Most domestic banks have started to sell dollars around 211 to the US dollar to importers while foreign banks are selling around 215, market participants said.
On Tuesday Commercial Bank was quoting a rate of 206.50/211.00 for Telegraphic Transfers, Hatton National Bank 206/211, Seylan Bank 204/211.
State-run Bank of Ceylon was still quoting 198.50/203 on their website with a proviso that deals above 7,500 would have to get a quote from the dealing room.
Sri Lanka’s rupee peg is non-credible (or soft) due to liquidity injections and the lack of floating overnight rate to keep the exchange rate fixed (credible peg).
Sri Lanka has been printing large volumes of money to pay state worker salaries and keep interest rates low and turn government debt into reserve money (bank notes or liquidity) at weekly bill and bond auctions which then hit the forex markets.
Two weeks ago a failed bond auction injected 53 billion rupees into money markets only part of was taken out before it disappeared as outflows mostly through government debt.
Unlike in mid 2020, when private credit collapsed, with stronger economic activity and growing private credit, printed money hits the forex market faster as cascading credit takes place.

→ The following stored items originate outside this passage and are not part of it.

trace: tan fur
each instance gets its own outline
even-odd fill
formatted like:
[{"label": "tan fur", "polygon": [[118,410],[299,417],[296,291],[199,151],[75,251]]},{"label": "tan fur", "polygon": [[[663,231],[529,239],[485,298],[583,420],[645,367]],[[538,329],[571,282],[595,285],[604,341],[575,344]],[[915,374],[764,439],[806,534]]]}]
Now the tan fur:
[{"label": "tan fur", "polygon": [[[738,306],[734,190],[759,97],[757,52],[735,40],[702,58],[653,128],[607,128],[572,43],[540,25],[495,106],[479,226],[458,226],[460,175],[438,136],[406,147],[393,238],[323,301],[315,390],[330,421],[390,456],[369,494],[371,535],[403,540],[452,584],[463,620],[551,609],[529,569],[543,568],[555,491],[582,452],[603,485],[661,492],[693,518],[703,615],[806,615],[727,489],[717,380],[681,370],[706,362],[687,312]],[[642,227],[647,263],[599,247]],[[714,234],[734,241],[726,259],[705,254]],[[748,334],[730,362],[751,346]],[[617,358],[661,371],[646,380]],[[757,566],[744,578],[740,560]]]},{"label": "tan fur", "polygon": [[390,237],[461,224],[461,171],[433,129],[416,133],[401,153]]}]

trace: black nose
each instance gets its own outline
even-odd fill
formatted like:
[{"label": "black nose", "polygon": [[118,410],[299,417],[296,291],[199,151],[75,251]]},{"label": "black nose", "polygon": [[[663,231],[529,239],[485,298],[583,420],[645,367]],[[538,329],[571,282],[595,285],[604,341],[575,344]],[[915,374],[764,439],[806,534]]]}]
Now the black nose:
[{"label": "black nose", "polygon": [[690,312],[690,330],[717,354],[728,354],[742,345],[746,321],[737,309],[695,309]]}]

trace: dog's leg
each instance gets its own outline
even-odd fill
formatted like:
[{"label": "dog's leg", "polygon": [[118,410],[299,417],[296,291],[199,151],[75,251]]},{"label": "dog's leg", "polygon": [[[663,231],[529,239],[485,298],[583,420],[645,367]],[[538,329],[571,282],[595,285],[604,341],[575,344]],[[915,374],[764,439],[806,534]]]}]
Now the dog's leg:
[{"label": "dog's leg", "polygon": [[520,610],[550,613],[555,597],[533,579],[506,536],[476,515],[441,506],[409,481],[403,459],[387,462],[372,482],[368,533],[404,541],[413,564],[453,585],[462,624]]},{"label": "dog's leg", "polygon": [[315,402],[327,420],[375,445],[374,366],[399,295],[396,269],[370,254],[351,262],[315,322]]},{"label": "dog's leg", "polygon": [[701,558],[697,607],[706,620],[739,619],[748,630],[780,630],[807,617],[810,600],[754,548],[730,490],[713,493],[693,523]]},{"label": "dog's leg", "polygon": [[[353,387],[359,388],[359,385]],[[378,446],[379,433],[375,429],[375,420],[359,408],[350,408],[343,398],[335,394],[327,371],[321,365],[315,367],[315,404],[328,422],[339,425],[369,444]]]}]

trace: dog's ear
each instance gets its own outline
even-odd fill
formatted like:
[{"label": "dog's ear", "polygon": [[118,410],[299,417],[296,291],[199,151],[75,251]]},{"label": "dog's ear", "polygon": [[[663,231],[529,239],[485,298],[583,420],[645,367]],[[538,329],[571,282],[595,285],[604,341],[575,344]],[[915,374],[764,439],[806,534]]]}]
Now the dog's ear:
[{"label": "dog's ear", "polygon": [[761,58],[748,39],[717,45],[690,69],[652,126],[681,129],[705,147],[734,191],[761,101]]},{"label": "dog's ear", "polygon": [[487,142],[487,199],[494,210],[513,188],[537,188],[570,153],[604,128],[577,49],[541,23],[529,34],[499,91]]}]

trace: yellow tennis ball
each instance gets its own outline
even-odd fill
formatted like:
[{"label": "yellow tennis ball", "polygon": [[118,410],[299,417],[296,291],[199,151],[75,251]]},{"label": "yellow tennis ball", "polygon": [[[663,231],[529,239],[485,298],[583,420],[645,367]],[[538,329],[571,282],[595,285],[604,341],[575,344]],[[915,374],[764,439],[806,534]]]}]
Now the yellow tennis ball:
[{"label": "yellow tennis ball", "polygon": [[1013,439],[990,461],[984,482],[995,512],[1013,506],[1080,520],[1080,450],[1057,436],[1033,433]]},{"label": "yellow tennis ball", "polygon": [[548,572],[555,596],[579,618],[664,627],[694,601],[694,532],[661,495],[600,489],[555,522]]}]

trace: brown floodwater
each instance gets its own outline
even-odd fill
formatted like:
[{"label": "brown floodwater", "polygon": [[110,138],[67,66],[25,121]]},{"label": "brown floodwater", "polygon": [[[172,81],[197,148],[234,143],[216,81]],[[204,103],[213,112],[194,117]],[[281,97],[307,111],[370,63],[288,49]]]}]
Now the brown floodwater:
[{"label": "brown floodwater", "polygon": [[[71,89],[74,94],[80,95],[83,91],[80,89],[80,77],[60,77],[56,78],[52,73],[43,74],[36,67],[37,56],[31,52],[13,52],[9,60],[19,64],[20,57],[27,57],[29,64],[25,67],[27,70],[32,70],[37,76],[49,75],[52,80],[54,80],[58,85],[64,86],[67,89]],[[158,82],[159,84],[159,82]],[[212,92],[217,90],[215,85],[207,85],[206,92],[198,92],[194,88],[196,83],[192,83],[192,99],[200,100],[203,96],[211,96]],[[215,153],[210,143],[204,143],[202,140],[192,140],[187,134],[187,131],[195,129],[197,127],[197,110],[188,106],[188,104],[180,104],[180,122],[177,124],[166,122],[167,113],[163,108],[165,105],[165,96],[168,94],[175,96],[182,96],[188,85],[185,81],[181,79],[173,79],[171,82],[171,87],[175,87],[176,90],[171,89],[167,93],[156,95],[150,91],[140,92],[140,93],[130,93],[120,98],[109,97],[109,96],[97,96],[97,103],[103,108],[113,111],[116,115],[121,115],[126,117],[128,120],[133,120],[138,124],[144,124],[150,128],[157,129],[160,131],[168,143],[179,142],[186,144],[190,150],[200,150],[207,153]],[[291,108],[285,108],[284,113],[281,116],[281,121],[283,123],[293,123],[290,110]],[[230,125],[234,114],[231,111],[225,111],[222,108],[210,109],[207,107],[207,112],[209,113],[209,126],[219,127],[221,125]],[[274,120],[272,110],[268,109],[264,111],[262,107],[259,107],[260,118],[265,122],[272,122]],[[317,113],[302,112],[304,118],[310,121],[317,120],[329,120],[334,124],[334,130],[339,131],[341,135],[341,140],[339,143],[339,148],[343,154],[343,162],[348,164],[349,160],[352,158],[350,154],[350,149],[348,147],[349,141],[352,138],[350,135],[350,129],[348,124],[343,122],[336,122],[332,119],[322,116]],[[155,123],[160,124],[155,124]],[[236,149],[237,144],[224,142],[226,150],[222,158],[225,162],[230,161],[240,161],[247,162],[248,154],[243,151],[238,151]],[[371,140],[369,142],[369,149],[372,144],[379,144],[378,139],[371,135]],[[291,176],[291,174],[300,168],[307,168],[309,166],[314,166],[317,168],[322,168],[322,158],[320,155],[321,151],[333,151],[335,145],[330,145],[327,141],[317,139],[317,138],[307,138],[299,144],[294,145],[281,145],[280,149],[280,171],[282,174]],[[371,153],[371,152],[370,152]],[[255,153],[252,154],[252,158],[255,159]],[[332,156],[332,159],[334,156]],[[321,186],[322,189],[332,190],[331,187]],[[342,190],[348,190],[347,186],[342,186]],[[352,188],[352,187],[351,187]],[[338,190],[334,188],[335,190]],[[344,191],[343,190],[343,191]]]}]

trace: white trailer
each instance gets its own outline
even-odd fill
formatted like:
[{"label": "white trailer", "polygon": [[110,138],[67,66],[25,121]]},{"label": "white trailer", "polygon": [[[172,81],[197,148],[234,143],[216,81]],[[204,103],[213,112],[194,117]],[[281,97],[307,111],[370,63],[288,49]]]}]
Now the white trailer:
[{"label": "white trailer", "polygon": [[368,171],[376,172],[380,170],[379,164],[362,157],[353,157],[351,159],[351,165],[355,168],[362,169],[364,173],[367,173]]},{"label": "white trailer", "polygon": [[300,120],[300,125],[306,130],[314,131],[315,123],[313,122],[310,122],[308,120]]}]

Weak confidence had also led to capital flight from stock markets where foreign investors benefited from rising stock prices due to liquidity injections and higher profits reported by so-called ‘crony’ import substitution firms before costs and weak demand caught up with them.
Analysts had called for curbs on the domestic operations of the central bank as policy became increasingly activist since 2011 with discretionary policy involving ‘flexible’ exchange rate and ‘flexible’ inflation targeting.
Sri Lanka needs monetary discipline to avoid further downgrades: Bellwether
Bank Treasurers had warned authorities at a meeting on Wednesday that the non-credible peg at 203, which was kept through a moral suasion and informal agreement was not tenable.
Due to bar on outright interbank trading there is no price transparency for the dollar rupee rate in the spot or forward market, leading to banks charging and paying various rates to exporters and importers based on bargaining power.
Another meeting with authorities is due shortly, market participants said.
Sri Lanka’s has fallen victim to Keynesian stimulus, discretionary monetary policy and undermining of Treasuries auctions since the end of the war, critics have said.